18 Tage lang, „die längsten achtzehn Tage meines Lebens“, rang Rushdie auf der Intensivstation um sein Leben. Ihm wurde klar, dass er über das Attentat schreiben muss. Schreiben als Therapie, der Gedanke behagte ihm nicht, „Schreiben ist Schreiben und Therapie ist Therapie“, notiert er später. Aber da schreibt er längst, es geht nicht anders.
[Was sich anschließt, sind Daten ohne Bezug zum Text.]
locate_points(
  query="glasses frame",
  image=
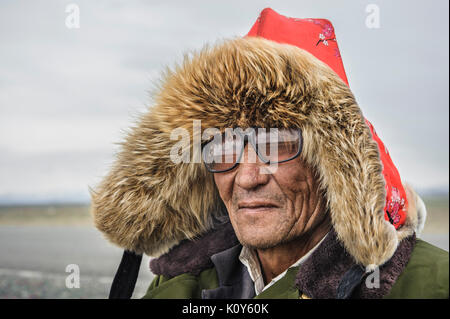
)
(251, 138)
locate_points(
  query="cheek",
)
(224, 184)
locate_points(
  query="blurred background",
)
(74, 75)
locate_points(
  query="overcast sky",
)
(68, 95)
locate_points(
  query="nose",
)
(250, 171)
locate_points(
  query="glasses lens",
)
(278, 145)
(273, 146)
(223, 152)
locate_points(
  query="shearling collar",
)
(321, 274)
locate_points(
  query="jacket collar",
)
(318, 277)
(323, 272)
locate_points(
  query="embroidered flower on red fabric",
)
(394, 205)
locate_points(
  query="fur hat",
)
(148, 204)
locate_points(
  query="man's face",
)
(270, 209)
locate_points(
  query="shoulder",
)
(184, 286)
(426, 274)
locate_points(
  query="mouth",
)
(256, 206)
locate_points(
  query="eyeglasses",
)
(224, 152)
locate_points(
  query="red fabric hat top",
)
(318, 38)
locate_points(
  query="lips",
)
(256, 205)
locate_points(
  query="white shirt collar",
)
(250, 260)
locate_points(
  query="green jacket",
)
(425, 276)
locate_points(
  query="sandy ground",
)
(34, 259)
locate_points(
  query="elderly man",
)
(309, 207)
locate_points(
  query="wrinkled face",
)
(270, 209)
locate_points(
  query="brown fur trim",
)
(193, 256)
(149, 204)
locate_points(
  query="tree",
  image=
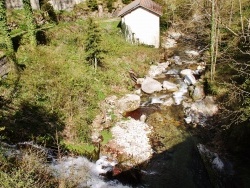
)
(30, 22)
(92, 44)
(6, 39)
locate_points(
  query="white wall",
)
(57, 4)
(144, 26)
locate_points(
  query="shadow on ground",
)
(29, 123)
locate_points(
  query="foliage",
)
(30, 170)
(30, 22)
(48, 9)
(92, 44)
(5, 40)
(109, 4)
(126, 1)
(92, 4)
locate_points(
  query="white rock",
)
(140, 80)
(155, 100)
(128, 103)
(192, 53)
(170, 43)
(169, 86)
(174, 35)
(185, 72)
(151, 85)
(173, 72)
(156, 70)
(168, 102)
(188, 119)
(132, 137)
(190, 79)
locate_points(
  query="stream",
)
(168, 113)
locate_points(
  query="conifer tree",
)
(6, 41)
(92, 44)
(30, 22)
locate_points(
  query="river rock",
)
(201, 110)
(192, 53)
(190, 79)
(177, 60)
(168, 102)
(151, 85)
(172, 72)
(140, 80)
(169, 86)
(185, 72)
(198, 92)
(130, 142)
(170, 43)
(128, 103)
(178, 95)
(156, 70)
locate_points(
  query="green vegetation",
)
(92, 44)
(58, 92)
(30, 22)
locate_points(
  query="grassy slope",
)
(59, 92)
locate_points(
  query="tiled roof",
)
(147, 4)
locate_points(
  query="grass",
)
(60, 89)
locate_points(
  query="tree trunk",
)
(213, 40)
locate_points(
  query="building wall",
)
(143, 27)
(57, 4)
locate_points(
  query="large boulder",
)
(200, 111)
(190, 79)
(156, 70)
(150, 85)
(198, 92)
(185, 72)
(130, 144)
(128, 103)
(169, 86)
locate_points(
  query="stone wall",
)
(57, 4)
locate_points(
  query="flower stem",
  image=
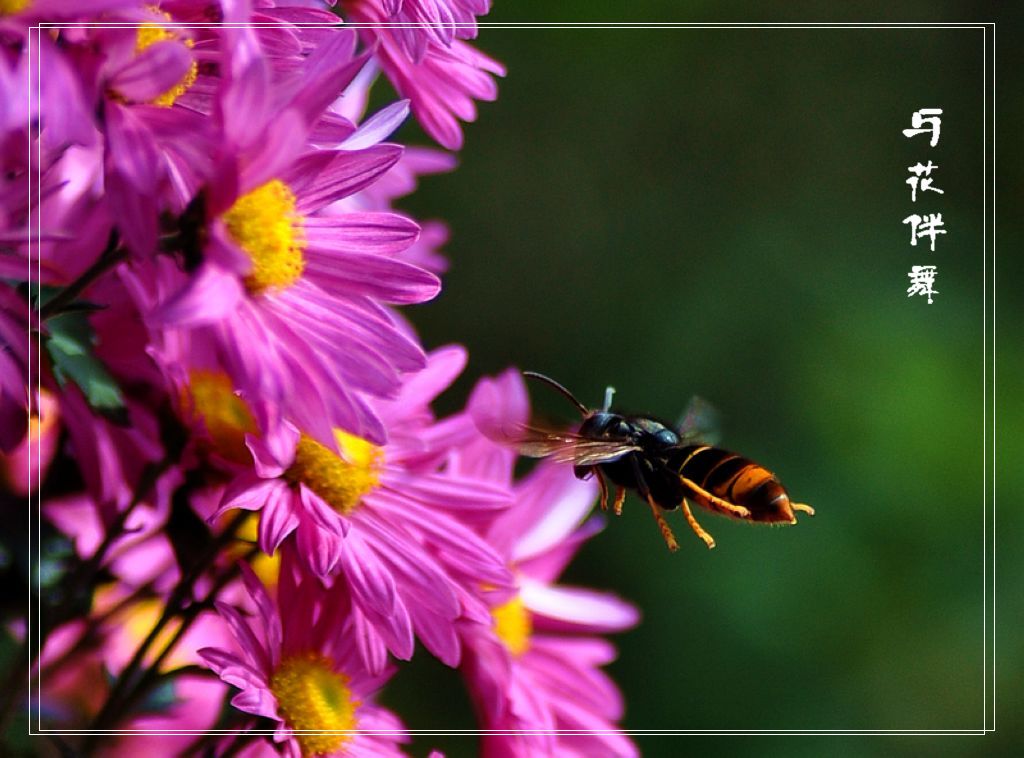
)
(112, 255)
(131, 677)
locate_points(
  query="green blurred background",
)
(719, 212)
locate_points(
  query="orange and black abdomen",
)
(735, 479)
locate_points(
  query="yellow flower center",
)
(312, 697)
(150, 34)
(264, 223)
(225, 416)
(513, 625)
(135, 621)
(12, 6)
(340, 480)
(267, 567)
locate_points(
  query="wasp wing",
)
(699, 423)
(568, 447)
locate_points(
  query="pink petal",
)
(276, 519)
(211, 295)
(378, 127)
(381, 234)
(599, 612)
(320, 178)
(372, 276)
(153, 72)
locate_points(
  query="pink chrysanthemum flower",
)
(294, 300)
(537, 666)
(300, 671)
(381, 522)
(441, 76)
(24, 467)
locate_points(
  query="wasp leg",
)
(655, 509)
(697, 529)
(670, 539)
(620, 499)
(714, 503)
(604, 491)
(803, 507)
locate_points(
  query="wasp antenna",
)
(534, 375)
(609, 392)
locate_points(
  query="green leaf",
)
(70, 343)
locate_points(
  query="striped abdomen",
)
(736, 479)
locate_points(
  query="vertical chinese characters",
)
(930, 225)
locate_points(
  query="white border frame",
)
(988, 402)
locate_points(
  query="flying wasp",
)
(668, 467)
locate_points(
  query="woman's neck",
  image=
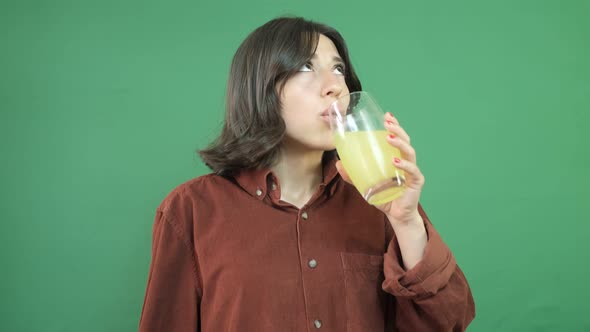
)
(300, 174)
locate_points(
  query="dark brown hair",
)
(253, 128)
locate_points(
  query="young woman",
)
(276, 238)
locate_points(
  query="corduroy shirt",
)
(229, 255)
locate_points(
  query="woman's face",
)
(309, 93)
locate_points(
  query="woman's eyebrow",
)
(335, 58)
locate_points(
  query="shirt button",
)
(317, 323)
(312, 263)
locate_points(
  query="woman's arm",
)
(173, 293)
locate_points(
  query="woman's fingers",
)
(414, 176)
(405, 148)
(393, 126)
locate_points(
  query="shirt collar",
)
(257, 182)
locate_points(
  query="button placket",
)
(317, 323)
(312, 263)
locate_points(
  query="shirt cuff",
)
(427, 277)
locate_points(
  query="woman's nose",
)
(332, 84)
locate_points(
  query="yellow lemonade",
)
(367, 157)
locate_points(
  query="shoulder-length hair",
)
(253, 128)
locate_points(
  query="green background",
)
(104, 103)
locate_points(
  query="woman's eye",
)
(306, 67)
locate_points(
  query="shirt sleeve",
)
(173, 294)
(432, 296)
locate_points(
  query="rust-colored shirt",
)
(229, 255)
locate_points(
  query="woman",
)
(276, 238)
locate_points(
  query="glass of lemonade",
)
(360, 137)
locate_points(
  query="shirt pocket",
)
(364, 297)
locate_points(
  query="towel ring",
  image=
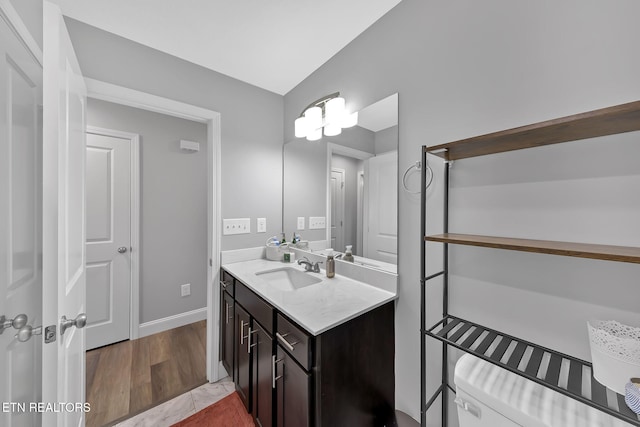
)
(417, 166)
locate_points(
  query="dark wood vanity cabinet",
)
(227, 323)
(261, 378)
(242, 373)
(287, 377)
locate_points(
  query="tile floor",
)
(183, 406)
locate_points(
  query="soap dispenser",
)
(348, 254)
(330, 265)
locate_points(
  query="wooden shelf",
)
(607, 121)
(580, 250)
(492, 345)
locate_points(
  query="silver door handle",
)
(273, 371)
(17, 322)
(249, 345)
(242, 337)
(26, 332)
(79, 322)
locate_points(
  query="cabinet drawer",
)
(256, 306)
(227, 282)
(294, 340)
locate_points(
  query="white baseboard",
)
(171, 322)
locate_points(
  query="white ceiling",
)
(271, 44)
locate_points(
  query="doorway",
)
(128, 97)
(112, 209)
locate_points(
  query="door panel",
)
(64, 280)
(108, 181)
(382, 238)
(243, 359)
(262, 350)
(227, 336)
(292, 393)
(20, 219)
(337, 209)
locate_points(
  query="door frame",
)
(333, 148)
(341, 209)
(134, 206)
(104, 91)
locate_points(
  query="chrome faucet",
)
(310, 266)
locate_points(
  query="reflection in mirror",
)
(342, 191)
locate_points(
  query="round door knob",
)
(79, 322)
(17, 322)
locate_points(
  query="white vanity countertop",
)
(319, 307)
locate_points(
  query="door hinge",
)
(49, 334)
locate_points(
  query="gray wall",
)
(251, 120)
(466, 68)
(30, 12)
(173, 206)
(386, 140)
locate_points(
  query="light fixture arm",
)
(320, 102)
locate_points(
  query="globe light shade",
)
(334, 111)
(300, 126)
(315, 134)
(313, 120)
(350, 120)
(332, 130)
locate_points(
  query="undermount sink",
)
(288, 278)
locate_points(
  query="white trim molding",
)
(134, 150)
(133, 98)
(171, 322)
(11, 16)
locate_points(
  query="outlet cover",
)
(185, 290)
(317, 222)
(236, 226)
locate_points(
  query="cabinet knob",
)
(283, 340)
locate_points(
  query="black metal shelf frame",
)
(529, 360)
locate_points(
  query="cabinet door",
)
(292, 392)
(261, 351)
(243, 358)
(226, 333)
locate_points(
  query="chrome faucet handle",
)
(303, 259)
(316, 267)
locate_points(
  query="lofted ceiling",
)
(270, 44)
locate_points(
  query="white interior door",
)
(382, 187)
(64, 292)
(20, 227)
(108, 193)
(337, 209)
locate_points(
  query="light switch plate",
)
(317, 222)
(236, 226)
(261, 225)
(185, 290)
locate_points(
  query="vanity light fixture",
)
(327, 115)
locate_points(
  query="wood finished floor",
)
(129, 377)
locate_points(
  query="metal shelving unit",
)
(529, 360)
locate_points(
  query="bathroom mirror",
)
(342, 190)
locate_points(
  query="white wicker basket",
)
(615, 353)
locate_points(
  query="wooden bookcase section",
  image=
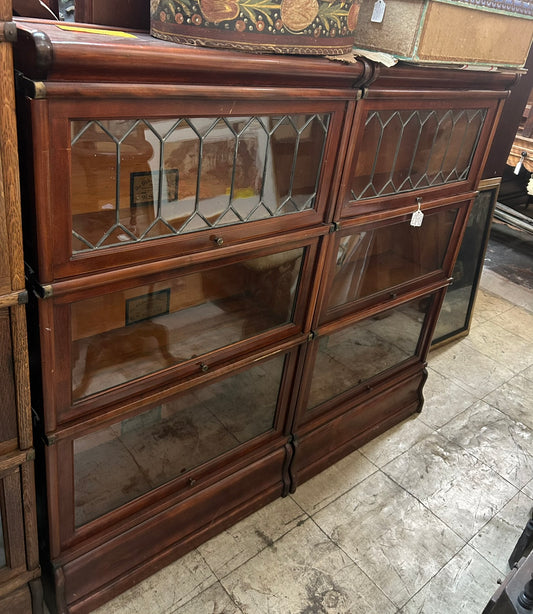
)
(232, 294)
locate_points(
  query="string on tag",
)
(518, 166)
(418, 216)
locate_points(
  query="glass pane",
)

„Knife“ zeigt, schmerzhaft auch für den Leser, die „körperlichen Demütigungen“, die der Verletzte ertragen muss. Den Verlust der Autonomie. Die Zumutungen, denen ihn „Dr. Auge, Dr. Hand, Dr. Stich, Dr. Schnitt, Dr. Leber, Dr. Zunge“ aussetzen. Rushdie erinnert sich, sich „matt“ gefühlt zu haben, „erschöpft, deprimiert, fassungslos, krank, schwach“. Nur an ein Gefühl erinnert er sich nicht: Wut. „Wut kam mir wie ein sinnloser Luxus vor. Wut nutzte mir nichts; ich hatte mich um Wichtigeres zu kümmern.“

Wichtiger ist es für ihn, zu verstehen, und dafür nutzt er das Mittel, das ihn als Schriftsteller berühmt gemacht hat: die Fantasie. Er stellt sich einen Dialog mit seinem Attentäter vor. 27 Sekunden lang stach der Mann auf den hilflosen Schriftsteller ein, seitenlang kehrt der Schriftsteller nun das Machtverhältnis um und schlägt mit Worten auf den Attentäter ein, den er „A.“ nennt, „A. wie Arschloch“. Er spricht mit ihm über Gott und Glauben, über Liebe und Leben. „Untermotiviert“ kommt ihm die Tat seines „gescheiterten Mörders“ vor. Fast gelangweilt beendet er schließlich das Gespräch: „Ich habe nicht länger die Energie, ihn mir vorzustellen, so wie er nie in der Lage war, sich mich vorzustellen.“

Auf Gewalt habe er mit Kunst antworten wollen, so Rushdie. Am Ende seines nachdenklichen und klugen, deshalb so wertvollen Buches steht er wieder auf der Bühne in Chautauqua und fühlt sich: ganz. Das Verbrechen hat ihn nicht zerbrochen.